Proton uptake in cells preloaded with NaCl, LiCl, or KCl was determined as described previously (29) with modifications. Briefly, cells grown to stationary phase in a 100-ml culture were harvested and washed twice with 50 ml of buffer A containing 15 mM MgCl₂, 3.0 mM CaCl₂, 1.7 mM cysteine, 15 mM NH₄Cl, 0.5 mM Na₂HPO₄, 0.01% (wt/vol) Na₂S, and 0.0001% resazurin in 5 mM HEPES (pH 7.5). The cells were resuspended in the same buffer except with 2.5 mM Tris (pH 7.8) substituted for HEPES (buffer B). The cell suspension (12 to 15 mg of protein/ml) was incubated with 0.2 M NaCl, LiCl, or KCl for 2 h under a N₂ atmosphere and then washed and resuspended in 10 ml of buffer B. The cell suspension was gently stirred at 125 rpm on a rotary shaker under aerobic conditions at 37°C. An HCl pulse was added (2,000 nmol of H⁺), and realkalinization of the medium was recorded.

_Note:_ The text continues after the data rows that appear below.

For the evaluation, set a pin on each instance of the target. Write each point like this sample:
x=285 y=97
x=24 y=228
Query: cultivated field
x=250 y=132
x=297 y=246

ATP synthesis driven by a K⁺ diffusion potential.

ATP synthesis was determined under anaerobic conditions (75% N₂, 20% CO₂, and 5% H₂ atmosphere) as described previously (30) with modifications. Briefly, cell suspensions (0.9 ml) containing 0.5 to 1.0 mg of protein were incubated at 25°C for 3 min in 25 mM NaCl in the presence or absence of the protonophore carbonyl cyanide-m-chlorophenyl-hydrazone (CCCP) or the sodium ionophore ETH157. Valinomycin was added to a final concentration of 50 μM, and after 2 min the reaction was stopped by addition of precooled perchloric acid at a 3% (vol/vol) final concentration. The ATP concentration was determined as previously described (31).

Analytical methods.

Culture densities were determined spectrophotometrically at 600 nm (1-cm path length). For dry weight determinations, 10 to 30 ml of cells was collected on a preweighed 0.22-μm-pore-size filter (Millipore). The filters containing cells were washed twice with fresh medium without growth substrate and dried at 80 to 85°C overnight before weighing. Protein was determined by the Biuret method (32) using bovine serum albumin as the standard. The methane concentration was determined by gas chromatography as described previously (33).

RESULTS

Growth parameters of the wild type versus ΔmrpA mutant of M. acetivorans.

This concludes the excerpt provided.